Blog/ Guest Experience

How to Implement Guest Feedback into Your Operations and Culture

Feedback from guests is the best gift you can receive.  When it’s positive, it feels great to share it with your team and celebrate together.  When it’s negative, it’s just as important of a gift, if not even more important, because it tells you where you need to improve, regardless of whether you agree with the feedback or not.  Because less than 4% of guests who have a negative experience will complain, a negative comment you receive from a guest is actually the voice of many others who won’t speak up.

Collecting guest feedback is only one part of the equation, though.

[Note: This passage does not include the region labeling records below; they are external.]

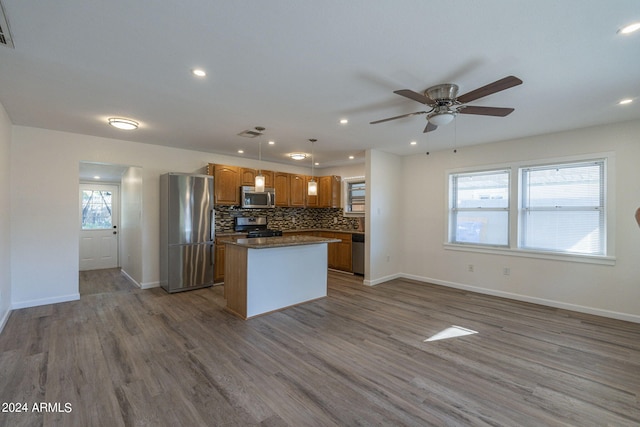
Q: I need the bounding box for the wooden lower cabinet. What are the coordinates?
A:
[333,233,353,272]
[213,239,224,283]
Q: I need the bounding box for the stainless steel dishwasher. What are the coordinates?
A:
[351,233,364,276]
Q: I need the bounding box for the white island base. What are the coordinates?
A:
[224,238,336,319]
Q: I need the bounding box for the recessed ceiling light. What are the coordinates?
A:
[618,22,640,34]
[109,117,138,130]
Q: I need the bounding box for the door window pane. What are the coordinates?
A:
[82,190,113,230]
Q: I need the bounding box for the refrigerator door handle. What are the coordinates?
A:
[209,209,216,241]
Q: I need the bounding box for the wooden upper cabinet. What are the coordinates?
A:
[240,168,273,188]
[273,172,289,207]
[318,175,342,208]
[213,165,242,206]
[292,173,307,208]
[207,163,341,208]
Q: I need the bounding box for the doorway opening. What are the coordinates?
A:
[78,162,142,297]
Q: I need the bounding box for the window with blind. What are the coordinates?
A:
[345,181,366,213]
[518,160,606,255]
[449,169,510,246]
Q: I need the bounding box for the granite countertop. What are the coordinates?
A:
[282,228,364,234]
[222,236,341,249]
[216,228,364,237]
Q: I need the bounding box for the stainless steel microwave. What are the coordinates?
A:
[240,186,276,209]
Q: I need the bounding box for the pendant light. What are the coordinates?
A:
[254,126,264,193]
[307,139,318,196]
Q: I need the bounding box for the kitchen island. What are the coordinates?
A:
[221,236,340,319]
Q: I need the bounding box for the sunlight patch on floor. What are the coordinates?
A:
[424,325,478,342]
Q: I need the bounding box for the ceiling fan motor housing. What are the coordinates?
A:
[424,83,458,105]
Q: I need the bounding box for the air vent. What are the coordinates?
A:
[0,3,15,48]
[238,130,262,138]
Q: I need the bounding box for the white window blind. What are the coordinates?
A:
[347,181,366,213]
[449,170,509,246]
[519,160,605,255]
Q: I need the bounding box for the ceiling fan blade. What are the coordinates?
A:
[393,89,436,105]
[458,76,522,104]
[458,105,514,117]
[422,122,438,133]
[369,111,427,125]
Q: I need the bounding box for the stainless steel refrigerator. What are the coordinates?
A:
[160,173,215,293]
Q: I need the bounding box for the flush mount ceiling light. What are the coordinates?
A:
[618,22,640,34]
[109,117,139,130]
[307,138,318,196]
[191,68,207,77]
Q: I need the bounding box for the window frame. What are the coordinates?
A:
[447,167,511,248]
[517,158,607,256]
[443,152,616,265]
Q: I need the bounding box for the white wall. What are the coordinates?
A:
[364,150,403,285]
[11,126,316,308]
[324,163,365,178]
[0,104,11,331]
[401,121,640,322]
[119,167,144,286]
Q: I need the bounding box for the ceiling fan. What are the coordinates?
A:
[370,76,522,132]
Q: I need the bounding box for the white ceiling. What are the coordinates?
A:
[0,0,640,167]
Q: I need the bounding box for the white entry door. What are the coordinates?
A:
[80,184,120,271]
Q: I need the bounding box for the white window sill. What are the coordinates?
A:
[444,242,616,265]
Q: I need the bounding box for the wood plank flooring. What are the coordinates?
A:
[0,270,640,426]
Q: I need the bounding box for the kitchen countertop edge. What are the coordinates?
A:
[220,236,341,249]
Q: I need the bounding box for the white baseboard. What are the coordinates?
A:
[140,282,160,289]
[362,273,404,286]
[11,293,80,310]
[398,274,640,323]
[0,307,11,334]
[120,268,142,288]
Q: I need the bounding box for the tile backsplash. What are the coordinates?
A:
[215,206,363,233]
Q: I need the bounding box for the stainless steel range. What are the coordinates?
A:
[233,216,282,238]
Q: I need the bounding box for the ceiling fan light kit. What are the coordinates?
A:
[371,76,522,132]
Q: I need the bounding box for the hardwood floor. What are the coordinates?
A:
[0,272,640,426]
[79,268,138,297]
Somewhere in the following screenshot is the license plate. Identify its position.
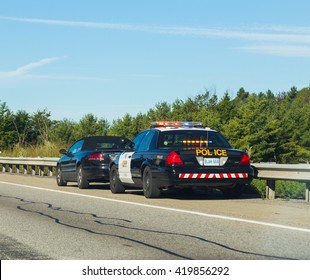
[203,158,220,166]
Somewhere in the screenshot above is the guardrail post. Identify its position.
[306,182,310,202]
[266,179,276,199]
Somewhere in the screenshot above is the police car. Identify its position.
[110,121,253,198]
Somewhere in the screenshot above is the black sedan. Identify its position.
[56,136,132,189]
[110,122,253,198]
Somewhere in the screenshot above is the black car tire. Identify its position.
[143,166,160,198]
[222,184,243,199]
[76,166,89,189]
[56,166,67,186]
[110,165,125,193]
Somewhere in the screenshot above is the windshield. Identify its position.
[158,130,231,148]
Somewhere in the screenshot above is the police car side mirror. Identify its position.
[126,142,135,150]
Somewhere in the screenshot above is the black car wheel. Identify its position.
[143,166,160,198]
[110,165,125,193]
[76,166,89,189]
[56,166,67,186]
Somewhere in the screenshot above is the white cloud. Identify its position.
[0,57,61,79]
[0,16,310,43]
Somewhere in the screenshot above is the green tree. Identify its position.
[74,114,109,139]
[0,102,16,151]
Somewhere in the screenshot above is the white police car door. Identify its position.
[118,152,134,184]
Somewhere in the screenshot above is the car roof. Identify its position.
[151,127,216,132]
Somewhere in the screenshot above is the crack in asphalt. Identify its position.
[0,195,293,260]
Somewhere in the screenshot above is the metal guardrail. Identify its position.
[0,157,310,202]
[0,157,59,176]
[253,163,310,202]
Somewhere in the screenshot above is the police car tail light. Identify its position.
[240,153,250,165]
[166,152,184,165]
[87,152,104,161]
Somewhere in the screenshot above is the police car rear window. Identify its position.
[159,130,231,148]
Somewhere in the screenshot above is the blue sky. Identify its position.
[0,0,310,122]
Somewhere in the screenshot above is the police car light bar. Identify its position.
[151,121,203,128]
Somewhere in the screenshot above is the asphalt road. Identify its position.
[0,174,310,260]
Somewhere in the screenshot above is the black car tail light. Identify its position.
[166,152,184,165]
[87,152,104,161]
[240,153,250,165]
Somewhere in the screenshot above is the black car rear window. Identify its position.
[83,137,128,150]
[158,130,231,149]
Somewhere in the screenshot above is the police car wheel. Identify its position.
[110,165,125,193]
[76,166,89,189]
[143,166,160,198]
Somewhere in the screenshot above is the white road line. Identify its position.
[0,181,310,233]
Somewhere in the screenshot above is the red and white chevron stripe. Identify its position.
[179,173,248,179]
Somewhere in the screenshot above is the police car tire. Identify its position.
[76,166,89,189]
[110,165,125,193]
[143,166,160,198]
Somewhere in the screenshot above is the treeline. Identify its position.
[0,87,310,163]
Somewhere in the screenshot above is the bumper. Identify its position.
[153,165,253,188]
[83,166,110,182]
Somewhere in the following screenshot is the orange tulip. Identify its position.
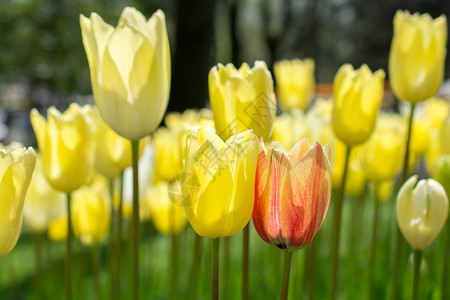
[253,139,331,251]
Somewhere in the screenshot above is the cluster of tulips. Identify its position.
[0,8,450,299]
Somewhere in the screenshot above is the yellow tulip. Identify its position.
[273,58,315,110]
[71,175,111,245]
[272,109,309,149]
[182,127,259,238]
[359,113,405,182]
[146,181,187,235]
[397,176,448,250]
[306,98,336,147]
[389,10,447,104]
[48,214,67,242]
[80,7,170,141]
[23,155,66,232]
[332,64,385,146]
[30,103,94,193]
[208,61,277,141]
[433,154,450,196]
[0,148,36,257]
[331,140,367,197]
[153,127,186,181]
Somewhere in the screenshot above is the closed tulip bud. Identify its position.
[153,127,186,181]
[389,10,447,104]
[332,140,367,198]
[332,64,385,146]
[208,61,277,140]
[182,127,258,238]
[72,175,111,245]
[433,154,450,196]
[80,7,170,141]
[397,176,448,250]
[30,103,95,193]
[272,110,309,148]
[253,139,331,251]
[146,181,187,235]
[23,155,66,232]
[0,148,36,257]
[359,114,405,182]
[48,214,67,242]
[273,58,315,110]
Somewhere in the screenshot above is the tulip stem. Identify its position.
[34,232,42,299]
[390,104,415,299]
[113,170,123,299]
[92,245,101,299]
[131,140,140,300]
[280,250,294,300]
[211,238,220,300]
[441,218,450,300]
[367,184,380,299]
[66,193,72,300]
[331,146,352,299]
[169,234,178,299]
[190,231,202,300]
[411,250,422,300]
[241,222,250,300]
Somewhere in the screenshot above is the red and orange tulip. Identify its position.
[253,139,331,251]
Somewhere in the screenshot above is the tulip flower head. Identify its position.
[253,139,331,251]
[332,64,385,146]
[0,148,36,257]
[182,127,258,238]
[389,10,447,104]
[23,155,66,232]
[208,61,277,140]
[397,176,448,250]
[80,7,170,141]
[273,58,315,110]
[30,103,95,193]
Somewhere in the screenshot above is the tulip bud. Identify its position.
[23,155,67,232]
[359,114,405,182]
[72,176,111,245]
[332,64,385,146]
[272,109,309,148]
[0,148,36,257]
[253,139,331,251]
[145,181,187,235]
[397,176,448,250]
[389,10,447,104]
[208,61,277,140]
[182,127,258,238]
[80,7,170,141]
[30,103,94,193]
[273,58,315,110]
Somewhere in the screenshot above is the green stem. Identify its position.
[304,241,318,299]
[222,236,230,299]
[368,185,380,299]
[113,170,123,299]
[34,232,42,299]
[131,141,140,300]
[390,104,415,300]
[169,234,178,299]
[241,222,250,300]
[190,231,202,300]
[280,250,294,300]
[92,245,101,299]
[66,193,72,300]
[211,238,220,300]
[411,250,422,300]
[331,146,352,299]
[441,218,450,300]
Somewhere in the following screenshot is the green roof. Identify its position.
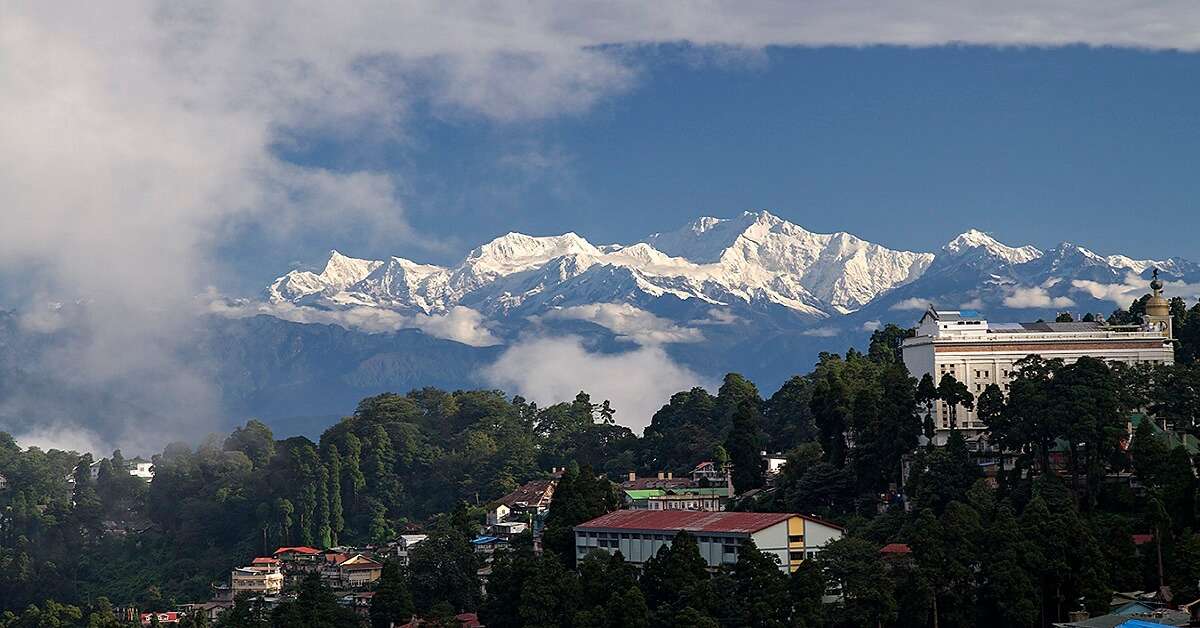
[1129,414,1200,455]
[625,486,730,500]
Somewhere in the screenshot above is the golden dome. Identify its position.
[1146,268,1171,316]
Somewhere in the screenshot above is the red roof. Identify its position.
[400,612,484,628]
[575,510,802,533]
[275,548,320,556]
[139,611,179,626]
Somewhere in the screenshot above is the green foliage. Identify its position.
[725,399,766,492]
[271,573,361,628]
[408,528,479,614]
[542,466,620,567]
[371,561,415,628]
[816,537,896,628]
[641,531,714,623]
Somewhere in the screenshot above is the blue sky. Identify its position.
[262,46,1200,280]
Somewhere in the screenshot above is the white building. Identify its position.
[229,557,283,596]
[902,277,1175,444]
[575,510,844,572]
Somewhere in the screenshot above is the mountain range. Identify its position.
[0,211,1200,441]
[266,211,1200,329]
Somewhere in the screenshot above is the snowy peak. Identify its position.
[942,229,1043,265]
[266,250,383,303]
[268,211,934,317]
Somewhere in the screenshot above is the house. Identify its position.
[229,556,283,597]
[337,554,383,588]
[470,536,509,563]
[337,591,374,618]
[575,510,845,572]
[274,546,320,573]
[379,534,428,567]
[1051,609,1192,628]
[487,480,558,534]
[622,486,731,513]
[491,521,529,542]
[620,471,700,490]
[400,612,484,628]
[125,457,154,482]
[138,611,182,626]
[901,277,1175,444]
[691,460,728,486]
[762,451,787,479]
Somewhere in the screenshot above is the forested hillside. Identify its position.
[0,302,1200,626]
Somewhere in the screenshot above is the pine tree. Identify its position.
[725,399,766,492]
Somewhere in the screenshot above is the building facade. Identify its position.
[575,510,844,572]
[902,276,1175,444]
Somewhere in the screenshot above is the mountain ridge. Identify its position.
[265,210,1200,323]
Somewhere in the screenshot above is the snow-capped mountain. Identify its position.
[266,211,934,318]
[266,211,1200,337]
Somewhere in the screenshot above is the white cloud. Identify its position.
[206,293,500,347]
[888,297,930,310]
[9,0,1200,446]
[13,424,114,456]
[542,303,704,345]
[484,336,712,432]
[1004,286,1075,307]
[692,307,742,325]
[1070,273,1200,307]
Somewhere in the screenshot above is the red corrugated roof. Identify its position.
[575,510,802,533]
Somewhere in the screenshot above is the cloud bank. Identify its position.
[0,0,1200,449]
[1004,286,1075,309]
[1070,273,1200,307]
[484,336,712,432]
[541,303,700,345]
[206,299,500,347]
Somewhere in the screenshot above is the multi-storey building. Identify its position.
[229,557,283,596]
[575,510,842,572]
[902,271,1175,444]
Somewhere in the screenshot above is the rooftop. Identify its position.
[496,479,558,508]
[575,510,835,533]
[275,546,320,556]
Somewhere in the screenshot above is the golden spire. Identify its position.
[1146,268,1171,317]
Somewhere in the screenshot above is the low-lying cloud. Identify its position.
[1003,286,1075,309]
[484,336,713,432]
[208,299,500,347]
[1070,273,1200,307]
[0,0,1200,449]
[541,303,704,346]
[888,297,930,311]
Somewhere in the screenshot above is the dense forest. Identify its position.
[0,301,1200,627]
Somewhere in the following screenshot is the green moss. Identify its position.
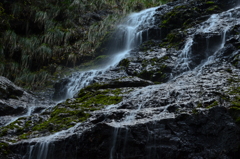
[118,59,130,68]
[206,1,215,4]
[0,142,11,156]
[206,101,218,109]
[207,5,220,13]
[30,84,122,133]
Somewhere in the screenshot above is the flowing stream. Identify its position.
[55,7,157,101]
[24,7,157,159]
[9,3,240,159]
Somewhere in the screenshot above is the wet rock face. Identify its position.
[0,76,26,116]
[0,76,23,99]
[4,0,240,159]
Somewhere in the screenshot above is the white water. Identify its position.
[24,8,159,159]
[58,8,156,100]
[19,4,239,159]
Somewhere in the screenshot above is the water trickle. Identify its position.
[175,37,193,72]
[57,7,157,101]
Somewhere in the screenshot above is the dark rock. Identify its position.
[0,76,24,99]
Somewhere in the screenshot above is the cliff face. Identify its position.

And it’s only as good as how you use it.  Here are three of the best ways to leverage guest feedback and implement it into your operations and culture to ensure continued growth and success.

 

Recognize your staff for receiving positive feedback

When a staff member gets a compliment, whether it is left in person, in a survey, in an online review, or on social media, this is an opportunity for celebration.  Recognizing the staff member mentioned in the comment is a great way to reinforce the behavior so that they continue doing whatever they did to earn the positive comment.  Thank them personally, be specific in letting them know what they did right, be consistent, and incorporate it into your staff reward program if you have one.  The accumulation of guest compliments can sometimes be the ego boost your staff needs to keep them going during stressful times.

 

Coach your staff when guests complain

On the flip side, when a guest has a poor experience, and they either refer to a staff member or an area of the business overseen by staff, it must be addressed just as consistently and urgently as positive feedback.  Keep in mind that coaching your team is not necessarily the same as disciplining your staff.  You want your team member to walk out of the coaching session feeling like they’ve learned something and they are ready to tackle the next challenge, not defeated for doing something wrong.  Coaching should always be done in private and should include a discussion of how to handle a circumstance differently.  The feedback staff should be concise, objective, and always based on what the guest says rather than your personal opinion.

 

Use guest feedback to implement improvements

Lastly, guest feedback should always point to the future, not just reflective on instances that have already occurred.  Because each piece of feedback you receive is based on a moment in time and the perception of an individual guest, significant changes to your business should be based on aggregated data, not just the opinions of a small number of people.  Measure guest feedback across time and departments, so the highest priorities rise to the top based on what guests are saying in masses, and focus on resolving these issues first, then moving on to the next.  Remember that when making long-term changes, the solution is not always the opposite of the problem but should focus on the perception of the problem and how it impacts the guest experience.  For instance, complaints about high prices should not necessarily dictate that prices should be lowered but rather stress that the value of the price paid is not being communicated effectively.  Looking at issues through the lens of the guest helps to create a long-term solution.

 

Guest feedback should be valued, whether it is positive or negative, and acted on accordingly.  Feedback should empower your staff to continue improving their service standard and regularly enhance the guest experience. It is the wellspring of data that you need to make considerable changes to your business.